Death and taxes: the case for Madeira

Death and taxes: the case for Madeira June 14, 2020

There is much talk about the harmonization of taxes in the EU. There are now 27 countries in the EU and a total of 44 in Europe, including the UK. Each has its own fiscal regime, and the UK’s is sure to change in 2021.

As people and investments tend to move more quickly than the law, by the time the EU has shifted the tax goal posts, the players will have changed both jerseys and playing fields. The EU has also decided on black-listing 17 jurisdictions and put a further 47 on notice. If much of this is closer to horse-trading than harmonization, international companies are still worried that they will be caught out by a future tax bill no matter how much they spend on lawyers.
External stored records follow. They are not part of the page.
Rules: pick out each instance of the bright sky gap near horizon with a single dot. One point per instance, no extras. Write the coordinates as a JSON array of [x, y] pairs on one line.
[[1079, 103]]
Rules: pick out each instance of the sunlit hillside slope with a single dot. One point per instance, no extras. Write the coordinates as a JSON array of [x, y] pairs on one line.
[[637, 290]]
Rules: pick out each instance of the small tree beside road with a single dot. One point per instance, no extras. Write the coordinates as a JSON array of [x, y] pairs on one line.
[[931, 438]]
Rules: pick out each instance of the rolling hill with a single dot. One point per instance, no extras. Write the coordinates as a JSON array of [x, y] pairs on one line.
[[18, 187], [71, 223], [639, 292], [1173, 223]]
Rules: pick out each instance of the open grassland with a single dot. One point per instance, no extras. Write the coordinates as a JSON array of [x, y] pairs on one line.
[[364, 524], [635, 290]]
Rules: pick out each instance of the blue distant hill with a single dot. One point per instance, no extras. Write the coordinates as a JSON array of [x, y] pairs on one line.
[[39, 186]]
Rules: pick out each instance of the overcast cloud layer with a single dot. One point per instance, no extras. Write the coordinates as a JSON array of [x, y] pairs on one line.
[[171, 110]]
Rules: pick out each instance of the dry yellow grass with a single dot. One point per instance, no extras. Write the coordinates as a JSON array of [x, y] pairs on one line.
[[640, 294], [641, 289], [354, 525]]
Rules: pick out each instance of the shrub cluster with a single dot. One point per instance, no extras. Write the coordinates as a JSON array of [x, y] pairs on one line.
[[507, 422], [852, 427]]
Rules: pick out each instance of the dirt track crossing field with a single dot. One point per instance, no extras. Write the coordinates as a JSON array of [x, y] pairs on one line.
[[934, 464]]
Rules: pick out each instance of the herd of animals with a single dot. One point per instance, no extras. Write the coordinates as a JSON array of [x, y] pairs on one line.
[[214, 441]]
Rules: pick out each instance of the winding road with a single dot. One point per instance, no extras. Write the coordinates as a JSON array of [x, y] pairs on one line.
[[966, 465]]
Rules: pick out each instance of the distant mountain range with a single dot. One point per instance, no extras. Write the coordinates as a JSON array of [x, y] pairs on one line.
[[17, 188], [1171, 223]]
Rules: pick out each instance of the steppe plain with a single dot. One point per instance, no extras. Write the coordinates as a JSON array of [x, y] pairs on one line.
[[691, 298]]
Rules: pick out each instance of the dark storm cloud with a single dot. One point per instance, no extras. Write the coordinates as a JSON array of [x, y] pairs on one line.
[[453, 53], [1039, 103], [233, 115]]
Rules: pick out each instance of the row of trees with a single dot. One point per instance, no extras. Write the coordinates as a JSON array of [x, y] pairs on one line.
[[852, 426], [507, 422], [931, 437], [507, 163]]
However, there is an island of stability in this churn of tax legislation. It’s a little-known bit of Portugal lost in the Atlantic called Madeira. Strangely, this island has its own tax regime — and it’s guaranteed by the EU until the end of 2027. Many laws will come and go in the rest of the EU (and Europe) over the next few years, but if you are incorporated in Madeira, you will pay the same corporate tax today as you will in 2027. There are many other advantages (see website) to offset the “ultra-peripheral” (i.e. lost-in-the-Atlantic) status given to this jurisdiction. But it’s in the EU, provides you with a Portuguese VAT number and has never been black- or grey-listed (unlike some other EU islands and countries).

What has death got to do with it? Ah, in Madeira, as part of Portugal, there are no death duties. And as many have found, there are worse places to spend your twilight years.